He will be buried at Athens’ First Cemetary on Monday afternoon after a civil service, in accordance with the deceased’s request.
The “Gentle Knight of Popular Cinema”, as he was called, was born in Thessaloniki in 1923 and studied at the Drama School of the Thessaloniki Conservatory. After graduating, he went to Vienna, where he studied dance.
He started out as a dancer, a choreographer and actor in musical theater, but soon expressed his love for cinema. In 1949 he appeared as an actor in the film Two Worlds. In 1958 he began writing screenplays. His first screenplay was Crazy Girl. His directorial debut took place the following year, with the film The Scamp (I Mousitsa), which established him immediately.
He continued writing screenplays for romantic comedies and adapting plays which he directed for various production companies up until 1961, when he began working for Finos Film. His first film with Finos, “Downhill” (Katiforos) was a huge success. Since then he worked exclusively for Finos Film up until 1977, when the company’s last film, Training Old Man Yorgis, was made.
In 1962, with his film Some Like It Cold, which was a box-office hit, Dalianidis introduced a film genre which had not existed up unti that point: the Greek musical, although he preferred to call it “musical comedy”. The same success accompanied his next musicals (all featuring music by Mimis Plessas), establishing Dalianidis as the master craftsman of this genre.
He also made social dramas, starring Zoi Laskari, which were also hugely popular, while he continued adapting plays for the big screen.

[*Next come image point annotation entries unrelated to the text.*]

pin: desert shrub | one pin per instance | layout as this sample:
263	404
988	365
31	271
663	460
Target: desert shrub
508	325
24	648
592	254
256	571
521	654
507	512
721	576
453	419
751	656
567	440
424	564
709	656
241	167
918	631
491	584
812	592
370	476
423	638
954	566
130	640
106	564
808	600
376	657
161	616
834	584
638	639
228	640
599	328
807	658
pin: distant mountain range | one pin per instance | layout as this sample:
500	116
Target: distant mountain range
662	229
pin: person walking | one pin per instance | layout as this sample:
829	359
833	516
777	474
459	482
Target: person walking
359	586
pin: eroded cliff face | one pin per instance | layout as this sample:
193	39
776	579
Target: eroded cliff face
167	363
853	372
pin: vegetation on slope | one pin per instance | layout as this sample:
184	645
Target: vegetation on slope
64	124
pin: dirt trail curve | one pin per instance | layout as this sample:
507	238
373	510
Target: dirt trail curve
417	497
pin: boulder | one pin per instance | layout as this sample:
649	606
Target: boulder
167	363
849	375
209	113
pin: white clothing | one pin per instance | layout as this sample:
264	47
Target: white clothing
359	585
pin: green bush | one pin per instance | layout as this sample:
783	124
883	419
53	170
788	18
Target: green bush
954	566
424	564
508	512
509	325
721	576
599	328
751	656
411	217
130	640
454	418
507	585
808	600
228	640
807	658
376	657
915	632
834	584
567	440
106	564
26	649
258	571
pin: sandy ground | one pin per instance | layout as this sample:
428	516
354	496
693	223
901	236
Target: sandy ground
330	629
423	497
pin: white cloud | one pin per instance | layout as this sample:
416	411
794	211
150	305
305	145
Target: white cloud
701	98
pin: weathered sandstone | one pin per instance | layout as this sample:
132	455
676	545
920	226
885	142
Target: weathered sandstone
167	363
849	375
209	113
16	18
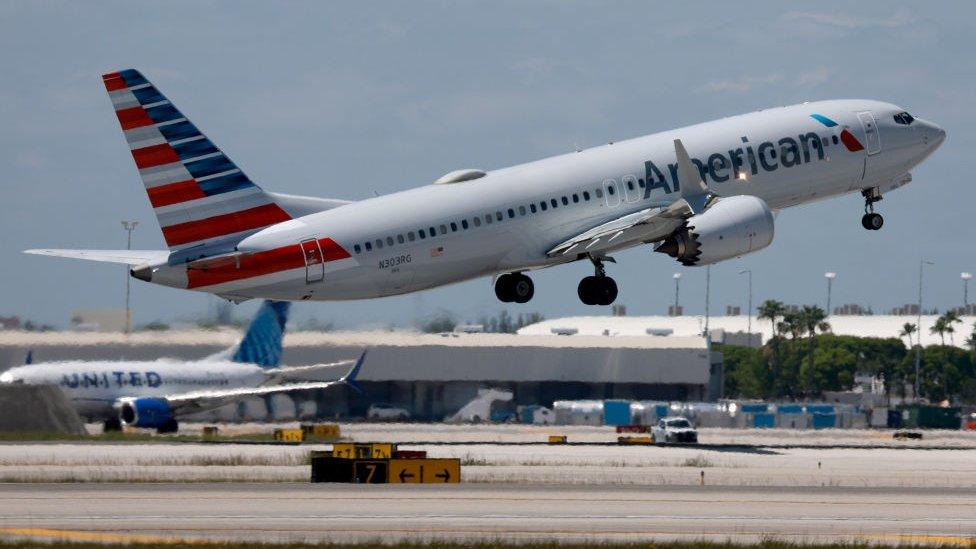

An extremely prolific filmmaker, he made numerous films each year (most of them on his own screenplays), and was steadily number one at the box-office.
The year 1970 marked his debut as a stage director with the play Marijuana Stop. Everything Dalianidis touched turned to gold. Following the end of commercial cinema in Greece, he moved on to TV (1974), writing and directing Luna Park, which ran successfully for several years. Another popular series of his was The Lion Cubs. In the early eighties and until 1985, filmgoers flocked to the movie theaters to watch his films about the problems faced by the younger generation, the first of which was The Jackals, in 1981. Starting in 1986 he began making films on video, while his ability to adapt to changing conditions and always retain his unrivaled popularity was verified once again with his successful series made for private television (Penthouse, et al.).
Dalianidis worked with all film genres (drama, comedy, the musical, and the detective film), directing more than 60 films throughout his career and leaving his personal mark on all of them. Above all. however, his importance stems from the fact that he changed the timing and pace of Greek Cinema, by introducing into it an American philosophy. The public followed him faithfully -during the sixties his name was as big as the name of Aliki Vouyouklaki- and, very soon, so did his colleagues.
Dalianidis’ style of fixed shots, singing, dancing and stylized poses caused a sensation and made his films immediately recognizable. Greek cinema is divided into the years before and after Dalianidis. He may not have been the greatest director to ever pass through Greek cinema, but he is the one who defined it more than any other.
An adopted child, Dalianidis frequently spoke of his great love for his adoptive mother, revealing once that his love for her was the reason he did not leave Greece later for an international career. “It was unthinkable to me to leave behind an old woman after all that she had given to me.”